I don't watch the Super Bowl. The last time I watched the big game with interest was Super Bowl IV, when Kansas City defeated the Minnesota Vikings, 23-7. I've been to three or four Super Bowl parties over the years at which the games were on the TV; I've paid enough attention to be polite.

But I read about the Washington Post Super Bowl commercial and decided to look it up this morning.

Journalists, like the rest of we who make up the human race, aren't perfect. But they play an important role in seeking to ferret out and share the truth each day. I'm grateful to the lion's share of journalists who seek to simply tell the truth. I honor journalists killed in the line of doing their duty.

I like the words of former president, George W. Bush: "I consider the media to be indispensable to democracy...we need the media to hold people like me to account. I mean, power can be very addictive and it can be corrosive and it's important for the media to call to account people who abuse their power, whether it be here or elsewhere.”

In a letter written in 1816, Thomas Jefferson said, "If a nation expects to be ignorant and free, in a state of civilization, it expects what never was and never will be. The functionaries of every government have propensities to command at will the liberty and property of their constituents. There is no safe deposit for these but with the people themselves; nor can they be safe with them without information. Where the press is free, and every man able to read, all is safe."

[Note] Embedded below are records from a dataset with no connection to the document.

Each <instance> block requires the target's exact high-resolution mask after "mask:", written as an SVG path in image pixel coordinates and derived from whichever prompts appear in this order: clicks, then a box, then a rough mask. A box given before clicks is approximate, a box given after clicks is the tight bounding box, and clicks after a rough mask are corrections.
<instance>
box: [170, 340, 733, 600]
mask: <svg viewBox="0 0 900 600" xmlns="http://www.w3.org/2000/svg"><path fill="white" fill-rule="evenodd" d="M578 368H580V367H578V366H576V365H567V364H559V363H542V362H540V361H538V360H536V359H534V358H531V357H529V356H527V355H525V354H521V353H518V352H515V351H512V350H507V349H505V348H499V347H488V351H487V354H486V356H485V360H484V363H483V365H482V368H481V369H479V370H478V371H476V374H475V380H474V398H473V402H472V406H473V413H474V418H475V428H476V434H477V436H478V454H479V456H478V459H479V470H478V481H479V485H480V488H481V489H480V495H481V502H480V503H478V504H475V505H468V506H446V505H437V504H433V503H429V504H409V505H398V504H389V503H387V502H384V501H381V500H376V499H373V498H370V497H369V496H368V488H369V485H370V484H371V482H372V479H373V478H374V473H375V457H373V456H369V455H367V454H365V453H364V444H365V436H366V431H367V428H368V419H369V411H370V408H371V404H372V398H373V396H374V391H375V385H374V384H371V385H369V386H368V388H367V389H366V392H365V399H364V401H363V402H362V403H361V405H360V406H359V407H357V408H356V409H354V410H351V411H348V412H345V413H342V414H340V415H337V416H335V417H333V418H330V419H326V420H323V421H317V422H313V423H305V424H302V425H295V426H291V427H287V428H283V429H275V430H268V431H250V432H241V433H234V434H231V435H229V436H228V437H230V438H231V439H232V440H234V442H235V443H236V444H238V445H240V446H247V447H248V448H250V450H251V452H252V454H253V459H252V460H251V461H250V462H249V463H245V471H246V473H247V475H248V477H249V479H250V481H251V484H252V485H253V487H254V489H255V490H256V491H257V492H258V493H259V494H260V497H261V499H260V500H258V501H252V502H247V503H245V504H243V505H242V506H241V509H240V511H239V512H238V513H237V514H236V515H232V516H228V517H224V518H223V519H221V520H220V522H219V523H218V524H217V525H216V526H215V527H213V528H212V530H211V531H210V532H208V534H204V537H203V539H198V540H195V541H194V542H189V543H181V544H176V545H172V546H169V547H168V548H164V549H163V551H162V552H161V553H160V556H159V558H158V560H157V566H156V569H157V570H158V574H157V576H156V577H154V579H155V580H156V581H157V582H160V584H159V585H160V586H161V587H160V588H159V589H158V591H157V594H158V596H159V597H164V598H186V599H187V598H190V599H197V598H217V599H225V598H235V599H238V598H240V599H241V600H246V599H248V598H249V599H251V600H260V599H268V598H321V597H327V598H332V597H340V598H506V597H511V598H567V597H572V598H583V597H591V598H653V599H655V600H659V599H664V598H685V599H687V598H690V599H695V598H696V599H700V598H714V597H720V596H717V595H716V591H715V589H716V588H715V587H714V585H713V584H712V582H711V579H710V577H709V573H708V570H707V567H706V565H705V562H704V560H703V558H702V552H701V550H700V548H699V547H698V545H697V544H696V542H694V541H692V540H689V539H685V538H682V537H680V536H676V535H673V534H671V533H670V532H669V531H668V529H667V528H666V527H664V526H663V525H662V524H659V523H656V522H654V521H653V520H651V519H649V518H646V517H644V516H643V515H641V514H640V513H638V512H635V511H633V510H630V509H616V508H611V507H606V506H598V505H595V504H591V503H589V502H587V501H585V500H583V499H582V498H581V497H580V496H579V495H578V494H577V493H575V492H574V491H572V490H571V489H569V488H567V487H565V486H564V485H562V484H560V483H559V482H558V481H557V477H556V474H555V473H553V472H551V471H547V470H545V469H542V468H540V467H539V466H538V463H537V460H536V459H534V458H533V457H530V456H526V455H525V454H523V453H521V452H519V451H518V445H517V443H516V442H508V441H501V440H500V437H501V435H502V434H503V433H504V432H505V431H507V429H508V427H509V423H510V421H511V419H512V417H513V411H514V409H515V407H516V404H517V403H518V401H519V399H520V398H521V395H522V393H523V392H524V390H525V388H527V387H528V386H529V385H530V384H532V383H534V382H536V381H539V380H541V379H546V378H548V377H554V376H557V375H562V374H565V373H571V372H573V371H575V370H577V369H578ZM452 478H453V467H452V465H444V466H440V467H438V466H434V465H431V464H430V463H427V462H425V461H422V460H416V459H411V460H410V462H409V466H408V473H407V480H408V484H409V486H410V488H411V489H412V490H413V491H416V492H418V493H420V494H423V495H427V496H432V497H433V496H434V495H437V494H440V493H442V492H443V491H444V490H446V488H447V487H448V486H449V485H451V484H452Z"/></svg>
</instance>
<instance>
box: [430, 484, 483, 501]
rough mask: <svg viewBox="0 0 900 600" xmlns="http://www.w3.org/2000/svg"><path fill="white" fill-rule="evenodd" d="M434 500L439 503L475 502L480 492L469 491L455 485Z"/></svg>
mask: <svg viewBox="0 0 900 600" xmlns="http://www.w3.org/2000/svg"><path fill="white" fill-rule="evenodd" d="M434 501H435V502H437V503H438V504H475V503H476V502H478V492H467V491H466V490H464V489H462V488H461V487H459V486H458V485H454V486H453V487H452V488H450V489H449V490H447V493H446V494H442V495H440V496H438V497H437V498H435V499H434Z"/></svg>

Freedom of the press, respect for the press, and protection of the press is as essential for our democracy as the military, intelligence services, law enforcement, and agencies that safeguard our health, environment, transportation, and drugs. And I respect all these institutions that work for us within government, even though they don't always get things right. I also respect the press, the media,  as that outside entity, the "fourth estate," which also doesn't always get things right and is accountable to news-consumers and the market when it gets things wrong.

President Kennedy, borrowing phrasing from a prominent coffee commercial of the early 60s, once remarked that he was reading newspapers, but enjoying it less. Our disappointment with what we see, read, and hear from various news outlets probably has a lot more to do with them telling us the truth that we would prefer not hearing than with falsehoods that sometimes are told.

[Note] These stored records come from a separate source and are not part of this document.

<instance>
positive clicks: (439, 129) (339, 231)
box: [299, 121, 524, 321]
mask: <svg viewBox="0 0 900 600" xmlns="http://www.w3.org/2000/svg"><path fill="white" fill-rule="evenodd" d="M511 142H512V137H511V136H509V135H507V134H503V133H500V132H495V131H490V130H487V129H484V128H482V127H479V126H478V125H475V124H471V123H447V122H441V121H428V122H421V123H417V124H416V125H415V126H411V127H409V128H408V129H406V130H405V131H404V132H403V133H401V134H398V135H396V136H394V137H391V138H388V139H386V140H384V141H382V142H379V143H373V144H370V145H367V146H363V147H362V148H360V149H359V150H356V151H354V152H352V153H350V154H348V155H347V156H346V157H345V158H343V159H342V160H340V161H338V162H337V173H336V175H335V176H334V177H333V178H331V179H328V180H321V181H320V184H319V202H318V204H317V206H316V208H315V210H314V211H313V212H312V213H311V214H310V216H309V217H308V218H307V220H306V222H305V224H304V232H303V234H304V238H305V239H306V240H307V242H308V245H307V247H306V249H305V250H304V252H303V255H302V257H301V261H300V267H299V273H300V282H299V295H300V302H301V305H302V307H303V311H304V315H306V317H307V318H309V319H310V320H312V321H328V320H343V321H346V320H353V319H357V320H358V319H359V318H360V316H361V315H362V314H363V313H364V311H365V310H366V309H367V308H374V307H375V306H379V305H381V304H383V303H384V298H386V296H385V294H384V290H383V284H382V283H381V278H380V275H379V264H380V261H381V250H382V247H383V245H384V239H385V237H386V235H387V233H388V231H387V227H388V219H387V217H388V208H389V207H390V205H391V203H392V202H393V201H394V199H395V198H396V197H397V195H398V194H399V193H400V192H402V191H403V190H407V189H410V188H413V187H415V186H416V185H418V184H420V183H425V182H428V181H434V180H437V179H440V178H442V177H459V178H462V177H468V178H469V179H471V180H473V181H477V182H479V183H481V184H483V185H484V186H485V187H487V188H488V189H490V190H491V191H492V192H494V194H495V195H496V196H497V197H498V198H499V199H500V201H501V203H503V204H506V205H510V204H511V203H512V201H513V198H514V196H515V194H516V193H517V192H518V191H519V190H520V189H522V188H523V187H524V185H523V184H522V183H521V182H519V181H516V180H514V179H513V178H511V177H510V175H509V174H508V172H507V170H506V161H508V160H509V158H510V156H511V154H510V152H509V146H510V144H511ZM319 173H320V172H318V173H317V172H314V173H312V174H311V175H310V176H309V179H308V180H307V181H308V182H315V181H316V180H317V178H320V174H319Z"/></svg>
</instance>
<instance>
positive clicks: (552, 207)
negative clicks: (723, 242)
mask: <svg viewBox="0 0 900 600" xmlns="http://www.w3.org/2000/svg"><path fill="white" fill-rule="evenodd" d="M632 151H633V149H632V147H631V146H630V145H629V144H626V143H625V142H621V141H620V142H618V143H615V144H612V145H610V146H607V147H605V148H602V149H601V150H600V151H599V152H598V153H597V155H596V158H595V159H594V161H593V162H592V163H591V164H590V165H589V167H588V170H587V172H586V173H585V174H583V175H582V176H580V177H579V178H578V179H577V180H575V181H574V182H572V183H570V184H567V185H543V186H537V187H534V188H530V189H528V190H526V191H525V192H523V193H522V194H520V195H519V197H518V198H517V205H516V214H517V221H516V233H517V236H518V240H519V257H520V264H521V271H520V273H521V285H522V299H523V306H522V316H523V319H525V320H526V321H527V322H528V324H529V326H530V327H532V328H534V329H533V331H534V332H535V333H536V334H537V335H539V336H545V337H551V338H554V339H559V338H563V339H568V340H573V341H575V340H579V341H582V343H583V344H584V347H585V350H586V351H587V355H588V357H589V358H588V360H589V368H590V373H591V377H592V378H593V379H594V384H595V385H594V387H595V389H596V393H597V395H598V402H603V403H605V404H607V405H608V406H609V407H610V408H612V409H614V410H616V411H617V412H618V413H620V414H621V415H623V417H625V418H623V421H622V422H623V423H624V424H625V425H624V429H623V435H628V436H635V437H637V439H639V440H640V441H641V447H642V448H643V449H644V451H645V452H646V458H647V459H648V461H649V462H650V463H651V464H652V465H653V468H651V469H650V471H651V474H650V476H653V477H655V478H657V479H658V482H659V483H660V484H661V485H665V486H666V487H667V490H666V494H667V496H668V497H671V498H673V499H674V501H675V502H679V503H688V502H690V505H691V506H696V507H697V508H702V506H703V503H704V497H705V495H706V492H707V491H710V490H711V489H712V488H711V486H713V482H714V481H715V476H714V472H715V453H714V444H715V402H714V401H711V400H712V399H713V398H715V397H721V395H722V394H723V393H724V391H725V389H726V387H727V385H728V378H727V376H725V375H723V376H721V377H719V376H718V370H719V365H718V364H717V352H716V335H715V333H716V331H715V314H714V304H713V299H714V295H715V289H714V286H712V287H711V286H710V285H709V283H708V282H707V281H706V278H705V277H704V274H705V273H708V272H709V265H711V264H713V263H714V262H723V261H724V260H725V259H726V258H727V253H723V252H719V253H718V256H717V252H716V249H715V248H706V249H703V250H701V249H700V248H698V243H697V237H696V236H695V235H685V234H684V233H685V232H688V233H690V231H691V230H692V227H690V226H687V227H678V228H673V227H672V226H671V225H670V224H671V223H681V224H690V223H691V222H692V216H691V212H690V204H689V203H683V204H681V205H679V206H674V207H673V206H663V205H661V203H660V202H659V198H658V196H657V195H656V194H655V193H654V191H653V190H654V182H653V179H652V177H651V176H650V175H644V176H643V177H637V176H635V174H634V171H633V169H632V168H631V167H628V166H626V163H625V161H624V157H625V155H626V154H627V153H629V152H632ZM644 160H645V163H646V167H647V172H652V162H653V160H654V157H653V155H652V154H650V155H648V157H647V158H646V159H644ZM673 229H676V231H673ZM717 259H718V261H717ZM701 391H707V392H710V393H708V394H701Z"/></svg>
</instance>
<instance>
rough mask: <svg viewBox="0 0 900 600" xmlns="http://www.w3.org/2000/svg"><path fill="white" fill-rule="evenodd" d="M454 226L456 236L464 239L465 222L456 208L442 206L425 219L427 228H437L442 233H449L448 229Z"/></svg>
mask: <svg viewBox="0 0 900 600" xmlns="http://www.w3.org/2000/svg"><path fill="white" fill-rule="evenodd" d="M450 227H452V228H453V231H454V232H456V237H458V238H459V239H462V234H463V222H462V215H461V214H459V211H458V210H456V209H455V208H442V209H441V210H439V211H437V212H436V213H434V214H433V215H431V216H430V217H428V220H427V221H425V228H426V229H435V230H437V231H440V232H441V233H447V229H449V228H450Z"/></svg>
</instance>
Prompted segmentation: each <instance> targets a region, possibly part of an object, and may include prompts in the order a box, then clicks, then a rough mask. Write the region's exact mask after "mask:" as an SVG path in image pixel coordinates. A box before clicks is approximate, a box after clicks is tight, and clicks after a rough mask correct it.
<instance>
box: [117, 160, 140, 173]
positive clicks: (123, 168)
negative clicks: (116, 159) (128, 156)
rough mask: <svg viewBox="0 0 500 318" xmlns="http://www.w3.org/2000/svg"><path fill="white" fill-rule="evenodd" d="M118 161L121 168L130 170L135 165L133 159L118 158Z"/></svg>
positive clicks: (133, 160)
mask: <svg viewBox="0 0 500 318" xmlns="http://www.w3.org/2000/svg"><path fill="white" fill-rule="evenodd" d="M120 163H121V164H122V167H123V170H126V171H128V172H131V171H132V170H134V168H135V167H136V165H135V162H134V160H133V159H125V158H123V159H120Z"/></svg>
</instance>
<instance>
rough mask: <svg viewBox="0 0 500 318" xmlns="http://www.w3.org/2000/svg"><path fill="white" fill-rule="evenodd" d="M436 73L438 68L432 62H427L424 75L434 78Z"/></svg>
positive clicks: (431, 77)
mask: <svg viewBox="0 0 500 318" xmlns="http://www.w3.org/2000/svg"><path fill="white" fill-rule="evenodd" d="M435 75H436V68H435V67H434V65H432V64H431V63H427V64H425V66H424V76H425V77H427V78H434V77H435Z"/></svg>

I've been misquoted by newspapers and other journalists. It can be frustrating. But rarely do I find journalists getting the story completely wrong. And I have to remember that I mess up in my work too. But for all the risks, we will not long have a democracy without a free, inquiring press. Democracy does die in the darkness and a free press casts a bright light so that we can all see the facts.

The message of this ad is powerful and important.